Far too soon, the concert was coming to a close and suddenly we were in BBC Last Night Of The Proms mode. There was a scary ride through a dementedly accelerating Hornpipe (Horatio´s ?) that had the audience tapping seat cushions, arm rests, their thighs or somebody else´s thighs,… it didn´t matter, just make the sounds and keep up for goodness sake. We did, and it all came to a glorious crashing crescendo.
The trio returned to the stage to take three massively deserved standing ovations.
They had played us our long established musical styles and had danced us down to signposts pointing down the sidetracks and detours this new sound still has to follow. And we can be pretty sure they will find new movement, new music and new mythology to explore.
Should I ever bump into them as I follow my own sidetracks and detours I might refer them to that old Jerry Jeff Walker song, Mr. Bojangles, and to the tv clip on You Tube of Sammy Davis Junior doing the old soft-shoe to the song.
These musicians seem to me to be capable of anything, and if ever they performed that number what a glorious, multi-disciplinary. cross-generic achievement that would be. I would die a happy man.
On the other hand, however, these players, this dancer, are already breaking boundaries in delivering music they love to fans who love it just as much. We cannot ask for more,….surely,…..well, we can try..
Cabrera, Farina and Melandez,….more, please.
I´ve been racking my brains to think of a body popping jazz man but haven´t thought of one yet.
It will, therefore, be even more worth listening to Steve Bewick´s Hot Biscuits jazz broadcast over the next few weeks week, in case he knows of one. Meanwhile the currently featured Hot Biscuits jazz programme, presented by Steve Bewick, this week includes, Gravy Boat, from Emma Johnson by Gary Heywood-Everett. Also in the broadcast are pieces from Tony Heiberg celebrating James Webb. Liane Carroll, Carl Orr, Mátyás Gayer, Bob Mintzer & Big Band, finishing with Nguyễn Bảo Long. If this looks interesting then tell your friends. You can follow Steve Bewicks´s Hot Biscuits broadcasts at www.mixcloud.com/stevebewick www.mixcloud.com/stevebewick
Meanwhile Aileen Hendry, aka , AJ the FDJ at Monster Radio, has alerted Sidetracks And Detours to a new arts exhibition opening on Friday 26th August here on Lanzarote.
AJ also told us in a facebook message this morning about Adriyana Hodge, a Croatian born nude photographer who is exhibiting her work in Costa Teguise on Saturday the 27th August. It opens at 5 pm and runs until 10 pm with ticket holders being in with a chance to win a photoshoot with Adriyana.
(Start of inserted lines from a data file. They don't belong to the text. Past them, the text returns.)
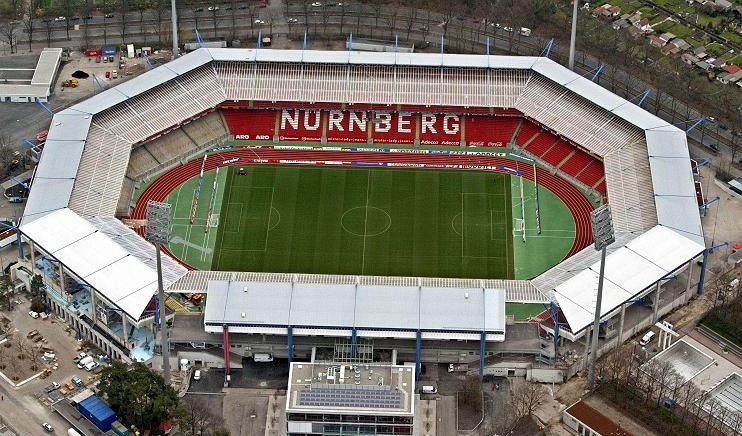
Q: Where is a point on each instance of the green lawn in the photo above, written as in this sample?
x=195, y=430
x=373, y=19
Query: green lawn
x=524, y=311
x=369, y=221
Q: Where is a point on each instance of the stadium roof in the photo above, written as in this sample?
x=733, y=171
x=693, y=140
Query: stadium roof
x=647, y=166
x=102, y=258
x=629, y=271
x=255, y=305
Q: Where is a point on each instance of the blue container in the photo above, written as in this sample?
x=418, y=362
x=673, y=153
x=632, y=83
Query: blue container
x=97, y=412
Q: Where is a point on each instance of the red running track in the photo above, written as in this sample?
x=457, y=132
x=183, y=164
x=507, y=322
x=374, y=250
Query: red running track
x=578, y=205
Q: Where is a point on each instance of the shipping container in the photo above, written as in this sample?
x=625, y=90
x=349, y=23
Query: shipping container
x=119, y=429
x=97, y=412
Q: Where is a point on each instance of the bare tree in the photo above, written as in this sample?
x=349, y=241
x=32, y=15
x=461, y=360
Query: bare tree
x=527, y=396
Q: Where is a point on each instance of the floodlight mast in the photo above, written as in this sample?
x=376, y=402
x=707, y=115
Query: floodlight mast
x=158, y=233
x=603, y=236
x=573, y=36
x=174, y=21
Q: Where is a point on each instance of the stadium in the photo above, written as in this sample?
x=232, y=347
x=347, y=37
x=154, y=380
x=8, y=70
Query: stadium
x=362, y=207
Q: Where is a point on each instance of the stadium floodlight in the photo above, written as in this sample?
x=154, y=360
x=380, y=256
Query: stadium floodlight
x=573, y=35
x=603, y=236
x=174, y=22
x=158, y=233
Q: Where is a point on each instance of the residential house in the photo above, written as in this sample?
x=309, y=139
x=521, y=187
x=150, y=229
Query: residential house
x=732, y=69
x=634, y=18
x=689, y=58
x=643, y=25
x=681, y=44
x=666, y=37
x=723, y=5
x=719, y=62
x=727, y=78
x=699, y=52
x=705, y=66
x=621, y=23
x=670, y=48
x=655, y=41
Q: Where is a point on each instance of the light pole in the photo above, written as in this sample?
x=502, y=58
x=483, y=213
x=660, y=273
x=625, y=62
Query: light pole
x=158, y=233
x=174, y=21
x=603, y=236
x=573, y=36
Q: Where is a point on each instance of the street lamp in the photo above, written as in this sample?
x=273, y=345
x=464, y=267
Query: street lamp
x=602, y=224
x=158, y=233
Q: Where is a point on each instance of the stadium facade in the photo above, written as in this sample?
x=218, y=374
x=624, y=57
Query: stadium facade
x=100, y=274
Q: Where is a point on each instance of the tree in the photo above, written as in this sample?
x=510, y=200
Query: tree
x=139, y=395
x=526, y=397
x=194, y=418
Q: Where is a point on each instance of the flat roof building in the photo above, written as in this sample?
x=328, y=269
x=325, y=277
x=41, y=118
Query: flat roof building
x=40, y=86
x=343, y=398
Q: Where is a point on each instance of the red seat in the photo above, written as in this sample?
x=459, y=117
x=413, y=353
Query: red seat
x=527, y=130
x=592, y=173
x=558, y=152
x=541, y=143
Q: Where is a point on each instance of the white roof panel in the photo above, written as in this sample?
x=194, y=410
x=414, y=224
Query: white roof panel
x=323, y=305
x=54, y=178
x=69, y=126
x=94, y=257
x=387, y=307
x=553, y=71
x=629, y=271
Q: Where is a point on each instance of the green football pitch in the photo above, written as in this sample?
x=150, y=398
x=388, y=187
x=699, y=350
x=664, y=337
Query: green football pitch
x=368, y=221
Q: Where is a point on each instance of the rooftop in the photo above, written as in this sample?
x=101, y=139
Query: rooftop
x=685, y=359
x=360, y=389
x=595, y=420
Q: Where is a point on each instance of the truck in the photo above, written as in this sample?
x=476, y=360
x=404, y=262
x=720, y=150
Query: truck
x=83, y=362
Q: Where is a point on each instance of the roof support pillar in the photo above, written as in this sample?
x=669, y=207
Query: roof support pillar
x=702, y=276
x=656, y=305
x=225, y=338
x=290, y=339
x=690, y=276
x=482, y=343
x=20, y=243
x=620, y=324
x=354, y=341
x=418, y=351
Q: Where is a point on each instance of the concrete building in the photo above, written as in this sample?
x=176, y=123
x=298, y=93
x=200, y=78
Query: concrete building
x=40, y=86
x=343, y=399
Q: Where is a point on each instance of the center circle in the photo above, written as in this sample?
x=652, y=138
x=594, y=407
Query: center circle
x=365, y=221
Adriyana is a fascinating character who speaks perfect English, and Aj the DJ is sure the photographic artist will make an interesting subject for an interview .
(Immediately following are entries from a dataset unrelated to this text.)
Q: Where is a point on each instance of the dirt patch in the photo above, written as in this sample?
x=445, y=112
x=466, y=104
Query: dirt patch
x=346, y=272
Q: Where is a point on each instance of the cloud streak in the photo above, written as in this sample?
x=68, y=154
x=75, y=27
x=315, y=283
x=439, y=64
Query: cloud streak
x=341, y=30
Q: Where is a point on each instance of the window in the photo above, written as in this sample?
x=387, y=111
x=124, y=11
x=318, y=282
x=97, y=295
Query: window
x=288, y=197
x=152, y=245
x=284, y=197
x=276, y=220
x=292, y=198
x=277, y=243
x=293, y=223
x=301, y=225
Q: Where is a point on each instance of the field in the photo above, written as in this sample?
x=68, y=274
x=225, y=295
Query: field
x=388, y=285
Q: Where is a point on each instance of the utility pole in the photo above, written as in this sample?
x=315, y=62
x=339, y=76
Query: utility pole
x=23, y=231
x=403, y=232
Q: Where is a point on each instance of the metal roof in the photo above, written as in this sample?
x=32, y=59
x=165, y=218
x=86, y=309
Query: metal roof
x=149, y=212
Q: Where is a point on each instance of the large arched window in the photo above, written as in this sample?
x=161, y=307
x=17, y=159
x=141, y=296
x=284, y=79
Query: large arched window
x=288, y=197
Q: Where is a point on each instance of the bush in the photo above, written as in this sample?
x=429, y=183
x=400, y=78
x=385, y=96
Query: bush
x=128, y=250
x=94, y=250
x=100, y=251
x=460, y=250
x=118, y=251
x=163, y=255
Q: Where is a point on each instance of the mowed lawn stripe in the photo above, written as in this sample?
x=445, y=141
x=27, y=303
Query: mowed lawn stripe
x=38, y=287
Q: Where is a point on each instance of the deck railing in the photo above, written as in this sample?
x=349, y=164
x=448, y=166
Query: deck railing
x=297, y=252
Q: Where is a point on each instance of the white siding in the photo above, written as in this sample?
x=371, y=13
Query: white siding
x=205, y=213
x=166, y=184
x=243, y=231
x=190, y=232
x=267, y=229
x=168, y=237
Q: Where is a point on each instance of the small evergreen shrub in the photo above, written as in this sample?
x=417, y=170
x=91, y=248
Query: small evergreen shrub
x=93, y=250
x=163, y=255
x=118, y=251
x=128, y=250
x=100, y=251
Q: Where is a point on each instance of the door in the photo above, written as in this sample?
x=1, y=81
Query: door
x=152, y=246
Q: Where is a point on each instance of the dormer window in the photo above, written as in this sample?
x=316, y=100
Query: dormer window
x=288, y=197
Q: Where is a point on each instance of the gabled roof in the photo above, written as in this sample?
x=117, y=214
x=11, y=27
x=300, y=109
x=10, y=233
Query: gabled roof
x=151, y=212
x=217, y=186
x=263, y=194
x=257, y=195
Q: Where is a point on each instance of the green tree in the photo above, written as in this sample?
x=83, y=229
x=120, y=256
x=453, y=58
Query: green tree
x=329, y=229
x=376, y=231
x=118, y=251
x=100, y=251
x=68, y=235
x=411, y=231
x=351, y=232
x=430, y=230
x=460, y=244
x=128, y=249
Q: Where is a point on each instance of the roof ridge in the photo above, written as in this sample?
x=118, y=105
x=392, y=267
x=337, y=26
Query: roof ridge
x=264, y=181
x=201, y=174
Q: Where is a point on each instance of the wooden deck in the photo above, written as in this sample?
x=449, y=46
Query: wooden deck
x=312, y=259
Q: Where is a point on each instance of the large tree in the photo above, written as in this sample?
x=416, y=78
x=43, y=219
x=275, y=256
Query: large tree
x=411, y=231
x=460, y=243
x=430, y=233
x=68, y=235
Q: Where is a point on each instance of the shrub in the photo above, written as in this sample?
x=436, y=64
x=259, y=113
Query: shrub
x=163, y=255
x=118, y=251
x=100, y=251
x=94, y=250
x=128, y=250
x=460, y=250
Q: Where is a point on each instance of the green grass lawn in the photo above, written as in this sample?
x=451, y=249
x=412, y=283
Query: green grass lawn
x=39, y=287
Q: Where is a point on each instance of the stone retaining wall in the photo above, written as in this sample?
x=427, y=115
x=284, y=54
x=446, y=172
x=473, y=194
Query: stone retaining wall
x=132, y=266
She moved from Croatia to South Africa where she witnessed hold ups and car-jackings, so she came to Lanzarote, returning to South Africa only to bring her mum and sister and her nieces back to live here. However, she became caught in the lockdown in South Africa which, she says. was brutal.
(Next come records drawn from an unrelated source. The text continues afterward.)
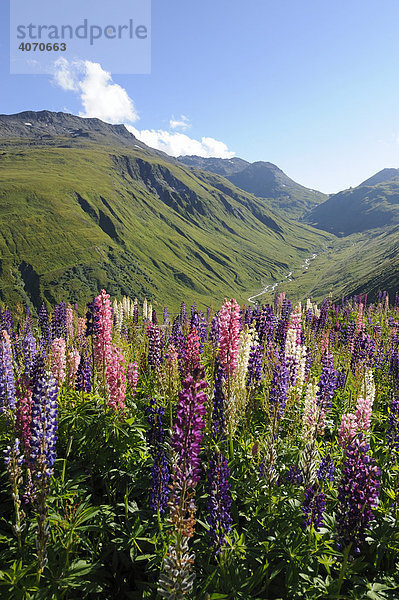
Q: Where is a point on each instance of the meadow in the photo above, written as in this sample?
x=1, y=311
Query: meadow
x=250, y=452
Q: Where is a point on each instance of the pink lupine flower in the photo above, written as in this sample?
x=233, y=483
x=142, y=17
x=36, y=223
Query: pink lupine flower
x=132, y=376
x=69, y=321
x=58, y=359
x=192, y=351
x=104, y=327
x=116, y=378
x=347, y=430
x=229, y=335
x=363, y=413
x=73, y=364
x=81, y=327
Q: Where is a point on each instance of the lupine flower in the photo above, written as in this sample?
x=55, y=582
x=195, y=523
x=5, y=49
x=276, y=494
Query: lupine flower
x=116, y=378
x=103, y=329
x=73, y=364
x=229, y=332
x=327, y=386
x=132, y=375
x=219, y=500
x=192, y=352
x=357, y=494
x=348, y=429
x=254, y=373
x=69, y=321
x=7, y=384
x=83, y=375
x=187, y=430
x=58, y=359
x=160, y=467
x=308, y=463
x=58, y=321
x=313, y=507
x=177, y=578
x=23, y=413
x=44, y=425
x=393, y=427
x=326, y=469
x=278, y=389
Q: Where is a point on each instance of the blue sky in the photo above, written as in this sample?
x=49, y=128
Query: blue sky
x=308, y=85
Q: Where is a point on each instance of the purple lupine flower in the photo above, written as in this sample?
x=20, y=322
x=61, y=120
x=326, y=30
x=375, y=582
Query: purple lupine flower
x=327, y=383
x=183, y=316
x=293, y=475
x=326, y=469
x=44, y=425
x=165, y=315
x=187, y=430
x=202, y=330
x=160, y=468
x=254, y=374
x=83, y=375
x=313, y=507
x=219, y=500
x=29, y=349
x=135, y=313
x=7, y=322
x=58, y=321
x=44, y=326
x=7, y=383
x=92, y=319
x=392, y=434
x=357, y=494
x=218, y=420
x=265, y=324
x=279, y=388
x=154, y=347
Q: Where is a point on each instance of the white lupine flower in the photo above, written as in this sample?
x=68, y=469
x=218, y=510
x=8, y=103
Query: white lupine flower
x=238, y=388
x=310, y=412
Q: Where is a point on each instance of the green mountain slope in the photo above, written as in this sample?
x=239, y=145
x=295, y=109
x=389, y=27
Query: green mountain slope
x=264, y=180
x=373, y=204
x=85, y=206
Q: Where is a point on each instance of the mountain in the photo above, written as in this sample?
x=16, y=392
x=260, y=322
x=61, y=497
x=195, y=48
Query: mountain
x=85, y=205
x=264, y=180
x=219, y=166
x=372, y=204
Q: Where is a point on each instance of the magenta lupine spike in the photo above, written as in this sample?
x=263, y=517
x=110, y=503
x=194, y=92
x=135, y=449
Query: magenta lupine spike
x=192, y=351
x=103, y=328
x=7, y=384
x=58, y=359
x=116, y=379
x=73, y=364
x=229, y=336
x=132, y=376
x=69, y=321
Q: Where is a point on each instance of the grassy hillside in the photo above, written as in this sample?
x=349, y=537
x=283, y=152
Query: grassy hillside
x=77, y=216
x=373, y=204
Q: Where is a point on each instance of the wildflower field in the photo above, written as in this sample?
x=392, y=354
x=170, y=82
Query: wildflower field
x=248, y=452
Aj the Dj also tells us that Adriyana is an awesome photographer and. now settled here. wants to devote herself to making a full time career of her work.
The exhibition is in a new Spanish bar, Julie´s Tap Room in the Pueblo Marinero in Costa Teguise.
We attended what was a very lively opening night and look forward to bringing you our subsequent review and interview with the artist.